Özet |
Yaygın anksiyete bozukluğu nedir?
Kaygı ve endişe, aslında doğal olarak bizi günlük sorunlarla baş etmeye hazırlar ve bizi harekete geçirir, kararlar almamızı sağlar. Normalde bu tür doğal kaygılar hafif ve kontrol altına alınabilir şekilde deneyimlenir.
Yaygın Anksiyete Bozukluğu ise kişinin içinde bulunduğu durum karşısında hissettiği, genellikle uzun süren aşırı kaygı ile açıklanır ve denetlenmesi zordur. Kaygılı olma halinin kişilik özelliklerinden kaynaklandığı yönünde genel bir bakış var, fakat söz konusu aşırı endişe, süreklilik göstermesi ve bastırılamaması bakımından rahatsızlık olarak tanımlanmaktadır.

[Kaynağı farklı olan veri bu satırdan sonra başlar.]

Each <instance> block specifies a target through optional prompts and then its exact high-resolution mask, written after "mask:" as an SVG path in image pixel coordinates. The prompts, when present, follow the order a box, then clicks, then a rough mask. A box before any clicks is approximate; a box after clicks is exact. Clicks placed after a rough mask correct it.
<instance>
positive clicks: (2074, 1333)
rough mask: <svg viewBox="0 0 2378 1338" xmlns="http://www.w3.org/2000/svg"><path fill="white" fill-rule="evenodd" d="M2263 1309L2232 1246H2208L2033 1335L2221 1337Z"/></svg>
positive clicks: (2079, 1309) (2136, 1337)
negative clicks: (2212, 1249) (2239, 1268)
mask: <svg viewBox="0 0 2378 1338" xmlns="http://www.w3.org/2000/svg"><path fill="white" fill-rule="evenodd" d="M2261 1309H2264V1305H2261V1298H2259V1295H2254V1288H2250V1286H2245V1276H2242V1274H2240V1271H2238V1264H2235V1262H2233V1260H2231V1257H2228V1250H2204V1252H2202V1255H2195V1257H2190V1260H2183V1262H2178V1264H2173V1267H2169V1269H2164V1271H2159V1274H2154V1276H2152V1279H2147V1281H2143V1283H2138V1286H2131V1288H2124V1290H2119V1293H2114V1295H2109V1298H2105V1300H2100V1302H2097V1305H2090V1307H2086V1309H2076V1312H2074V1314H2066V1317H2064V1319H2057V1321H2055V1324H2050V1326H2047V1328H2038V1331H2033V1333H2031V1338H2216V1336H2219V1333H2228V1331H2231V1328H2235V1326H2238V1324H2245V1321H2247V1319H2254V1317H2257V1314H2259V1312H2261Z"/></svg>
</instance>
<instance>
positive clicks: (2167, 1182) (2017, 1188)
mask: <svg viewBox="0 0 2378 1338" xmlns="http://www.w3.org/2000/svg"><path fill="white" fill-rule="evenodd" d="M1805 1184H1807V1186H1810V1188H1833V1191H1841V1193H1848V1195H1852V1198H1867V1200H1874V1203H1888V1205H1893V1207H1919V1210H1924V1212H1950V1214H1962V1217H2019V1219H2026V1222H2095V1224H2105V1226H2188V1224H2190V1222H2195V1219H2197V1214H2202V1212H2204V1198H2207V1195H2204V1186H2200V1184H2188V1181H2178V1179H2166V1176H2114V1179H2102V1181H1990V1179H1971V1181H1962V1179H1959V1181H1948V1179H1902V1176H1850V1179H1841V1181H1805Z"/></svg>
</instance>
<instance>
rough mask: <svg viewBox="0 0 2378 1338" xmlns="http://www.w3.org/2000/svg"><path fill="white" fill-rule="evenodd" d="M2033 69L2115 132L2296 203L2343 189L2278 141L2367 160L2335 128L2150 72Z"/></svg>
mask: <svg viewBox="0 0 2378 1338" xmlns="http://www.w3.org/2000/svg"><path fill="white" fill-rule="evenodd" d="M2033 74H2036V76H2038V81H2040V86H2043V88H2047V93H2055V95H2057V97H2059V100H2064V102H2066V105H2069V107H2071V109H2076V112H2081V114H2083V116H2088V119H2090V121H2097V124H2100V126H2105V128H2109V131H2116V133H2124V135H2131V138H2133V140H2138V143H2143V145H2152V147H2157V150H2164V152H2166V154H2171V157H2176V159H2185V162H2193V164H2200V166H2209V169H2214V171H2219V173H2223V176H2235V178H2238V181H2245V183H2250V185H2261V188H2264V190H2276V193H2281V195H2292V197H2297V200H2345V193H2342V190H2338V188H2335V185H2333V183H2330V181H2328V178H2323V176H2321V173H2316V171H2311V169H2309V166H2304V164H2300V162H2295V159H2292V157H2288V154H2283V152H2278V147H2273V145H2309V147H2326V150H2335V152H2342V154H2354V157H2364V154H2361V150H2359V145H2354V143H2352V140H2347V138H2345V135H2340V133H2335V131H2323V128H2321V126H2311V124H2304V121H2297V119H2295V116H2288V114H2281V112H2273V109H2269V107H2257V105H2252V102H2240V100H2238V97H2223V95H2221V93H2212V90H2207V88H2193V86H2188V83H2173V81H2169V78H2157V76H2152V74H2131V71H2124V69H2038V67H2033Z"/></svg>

Yaygın anksiyete bozukluğu, kişinin günlük yaşamını olumsuz yönde etkiler, hatta çeşitli konularla ilgili aşırı hassasiyetleri kolayca irkilme gibi tepkilere yol açtığında olağan yaşam standartını düşürür. Buna ek olarak, hastalar, çoğu durumda olası en kötü senaryoyu düşünerek panik atak yaşayabilir. Bu kişinin tarafından artık denetlenemez hale gelen aşırı endişe hali en az altı ay boyunca sürer ve hemen her gün vardır.
📊Türkiye Psikiyatri Derneği’nin belirttiğine göre, her 100 kişiden 5-6’sı yaşamlarının herhangi bir zamanında bu rahatsızlığı yaşayabilir. Yaşla birlikte kaygı duyarlılığı artar ve yaşlılıkta en sık görülen anksiyete bozukluğudur.
Anksiyete bozukluğu belirtileri
Zihinsel ve psikolojik belirtiler
Anksiyete kendini farklı psikolojik ve zihinsel belirtilerle gösterir. Kaygıdan muzdarip olduğunuzda, yorgun ve aşırı sinirli olabilirsiniz. Konsantrasyon eksikliği, hatta kişinin duyguları üzerindeki kontrolünü kaybetmesi de endişeli bir durumu yansıtır. Aşırı endişenin ruh sağlığı üzerindeki etkisi kişinin sosyal hayatını devam ettirememesi noktasına kadar daha da ileri gidebilir. En şiddetli formlarda kaygı, depresyon belirtilerine de yol açabilir.
➡ Ek olarak, endişeli olmak fiziksel olarak da fark edilir. Vücut, günlük olarak yönetilmesi çok karmaşık olabilecek semptomlar gösterir. Aşırı kaygı ve anksiyete sırasında spazmofili ve tetani ile panik atak tecrübelerinin olması mümkündür.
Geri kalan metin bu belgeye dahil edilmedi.